Fukushima – Die „Insel des Glücks“ und vier ihrer Schicksale

Das Strahlungsverseuchte Gebiet rund um Fukushima.

Die letzten Wochen habe ich begeistert die Reiseerlebnisse von Christoph gelesen. Er hat in seinen Erzählungen eine Seite von Tokio gezeigt, die jeder kennt: die verrückte Welt, die man sich erst vorstellen kann, wenn man sie selbst miterlebt hat. Berichte, die Lust auf eine Reise nach Tokio machen.

Heute habe ich dann eine andere „Geschichte“ über Tokio gelesen. Sie handelt vom Reaktorunglück in Fukushima, aufbereitet von der neuen Züricher Zeitung. In der Reportage „Keine Zeit für Wut“ erzählen die Autoren die Schicksale von vier Menschen, deren Leben durch den Unfall aus der Bahn geworfen wurde. Für die beeindruckende Dokumentation zeigt sich ein großes Team der Züricher Zeitung und Interactive Things verantwortlich. Damit ihr einen kleinen Eindruck bekommt, was euch in der mitreißenden Reportage erwartet, folgt ihr eine kurze Zusammenfassung. Ich will aber betonen, dass diese Zusammenfassung in keiner Weise die Stimmung wiedergibt, die beim Lesen der Reportage aufkommt. Also nehmt euch die Zeit, und lest euch die Reportage unbedingt ganz durch.

 

Tokios Kommunikationspolitik, verstrahle Lebensmittel, Dekontaminierungsmaßnahmen und der Kampf gegen Atomenergie

Im Epilog stellen die Journalisten von Masami Yoshizawa vor, dessen Bauernhof nur 14km von Daiichi entfernt ist. In den vier Hauptkapiteln werden vier Schicksale erzählt, untermauert durch eine Vielzahl sehr gut (!) aufbereiteter Informationen rund um das Thema.

Das erste Kapitel befasst sich mit dem Schicksal der Familie Ara. Yukari, die Mutter der vierköpfigen Familie, war zum Zeitpunkt des Reaktorunglücks Angestellte im Krankenhaus. Ihr Mann ist studierter Agronom. Sie erzählen, was sich seit dem Reaktorunglück geändert hat und wie sie heute leben.

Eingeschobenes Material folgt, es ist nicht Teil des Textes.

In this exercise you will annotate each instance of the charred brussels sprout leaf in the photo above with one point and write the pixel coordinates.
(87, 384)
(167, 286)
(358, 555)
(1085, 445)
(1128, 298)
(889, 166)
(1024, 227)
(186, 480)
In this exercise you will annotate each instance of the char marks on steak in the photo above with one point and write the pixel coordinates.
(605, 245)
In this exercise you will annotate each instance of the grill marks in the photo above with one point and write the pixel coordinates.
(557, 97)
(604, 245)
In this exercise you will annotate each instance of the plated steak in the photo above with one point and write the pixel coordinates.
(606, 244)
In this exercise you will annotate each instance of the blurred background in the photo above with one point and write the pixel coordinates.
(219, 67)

Schulleiterin Yoshie Tamura konnte damals den Flüchtlingskindern durch eine feste Struktur wieder Sicherheit vermitteln. Sie erzählt von der Dekontaminierung der Pausenplätze und den Überwachungsmaßnahmen der Strahlenbelastung der Kinder. Der Autor geht außerdem näher auf das Thema der Strahlenbelastung ein und vergleicht anschaulich die Werte von einer Röntgenaufnahme, einem Flug, Stewardessen und verschiedenen Plätzen in Fukushima.

Osamu Sato ist das dritte Kapitel gewidmet. Der pensionierte Taxifahrer bringt die Autoren zu seinem Haus im evakuierten Iitate. Iitate ist außerhalb der Kernzone, Bewohner dürfen ihre Häuser darum zu bestimmten Zeiten besuchen. Osamu thematisiert die Kompensatioanszahlungen der Firma Tepaco genauso, wie er die Kommunikationspolitik Tokios kritisiert. Seine Frau muss heute noch durch strahlenverseuchtes Gebiet fahren, um an ihren Arbeitsplatz zu kommen – ein Alterspflegeheim.

Im letzten, vierten, Kapitel erzählen die Autoren die Geschichte von Kouichi Yoshikawa. Der Fischer ist 2011 dem Tsunami entkommen und erzählt über das derzeit große Thema in Fukushima: gesundheitliche Risiken durch verstrahlte Lebensmittel.

Im abschließenden Epilog fassen die Autoren das Unglück noch einmal in Zahlen zusammen. Die ganze Reportage „Keine Zeit für Wut“ kann hier nachgelesen werden.

Wir hoffen, dass das Leben eines Tages zurückkommt (Yukari Ara)

 

2 Kommentare

  1. Danke, liebe Tami,

    Für den Hinweis auf diese Geschichte. Als letztens verlautete, dass Fukushima schon zwei Jahre her ist, fiel mir auf, wie lange das ist, und wie wenig wir in der Zwischenzeit gehört haben…

    • Sehr gerne Elke! Ich finds immer traurig, wie schnell solche Katastrophen doch wieder in „Vergessenheit“ geraten. Mich hat es auch schockiert zu lesen, dass das Unglück schon wieder „so lange“ her ist… unglaublich.